Let $\mathcal{S}$ be the Schwartz class and $\mathcal{S}'$ be its dual (also known as the set of tempered distributions). Let $\hat{u}$ denote the Fourier transform of the function $u$. Given a real number $s$, define the Sobolev space $H^{s}(\mathbb{R}) = \left\{u\in\mathcal{S}'(\mathbb{R}) : (1+\lambda^{2})^{\frac{s}{2}}\hat{u}(\lambda)\in L^{2}(\mathbb{R})\right\}$.
I'm trying to solve the following problem: can you find a function in $H^{\frac{1}{2}}(\mathbb{R})$ that is not in $L^{\infty}(\mathbb{R})$?

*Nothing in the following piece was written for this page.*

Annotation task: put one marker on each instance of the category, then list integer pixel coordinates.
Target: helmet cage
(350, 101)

The problem gives a hint, but I think the hint was not written correctly. The hint is: choose a non-negative function $f\in L^{2}(\mathbb{R})$ such that $(1+\lambda^{2})^{\frac{-1}{4}}f(\lambda)\notin L^{1}(\mathbb{R})$. Then consider $u$ as the inverse Fourier transform of $(1+\lambda^{2})^{\frac{-1}{4}}f(\lambda)$.
Does anyone know if this hint is correct, or if there is another way to solve the problem?

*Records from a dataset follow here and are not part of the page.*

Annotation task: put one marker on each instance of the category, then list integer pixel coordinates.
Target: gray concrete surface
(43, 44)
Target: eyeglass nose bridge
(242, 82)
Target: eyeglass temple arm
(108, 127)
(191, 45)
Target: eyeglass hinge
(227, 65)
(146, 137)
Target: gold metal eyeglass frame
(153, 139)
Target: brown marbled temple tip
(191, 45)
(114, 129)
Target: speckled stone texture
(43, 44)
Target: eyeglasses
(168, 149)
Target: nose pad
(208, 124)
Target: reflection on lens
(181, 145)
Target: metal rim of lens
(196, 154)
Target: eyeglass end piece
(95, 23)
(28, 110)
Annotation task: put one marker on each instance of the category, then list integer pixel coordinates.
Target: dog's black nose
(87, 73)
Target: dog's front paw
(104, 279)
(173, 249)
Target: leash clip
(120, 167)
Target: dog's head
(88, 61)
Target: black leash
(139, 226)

The hint is correct. The (inverse) Fourier transform of a nonnegative non-$L^1$ function $f$ blows up at $0$. A way to show it rigorously is to multiply $f$ by a "wide" Gaussian $e^{-\delta \xi^2}$ thus obtaining an $L^1$ function with large $L^1$ norm. The inverse Fourier transform of this product is the convolution of $\check{f}$ with a "narrow" Gaussian of unit $L^1$ norm. Direct evaluation shows that the convolution has a large value at $0$. This gives a lower bound for $\|\check f\|_{L^\infty}$.
An explicit example can be given: $\log\log |x|^{-1}$ or $\log^{p} |x|$ for $0<p<1$ (I mean to express the behavior near $0$ with these formulas, not the global behavior). A verification would be more difficult, though. If one knows that $H^{1/2}$ norm on a line is equivalent to $H^1$ norm of the harmonic extension to halfplane/disk, then it's easy: observe that the obvious extension $\log\log |z|^{-1}$ or $\log^{p} |z|$ has finite $H^1$ norm, and the harmonic extension minimizes $H^1$ norm.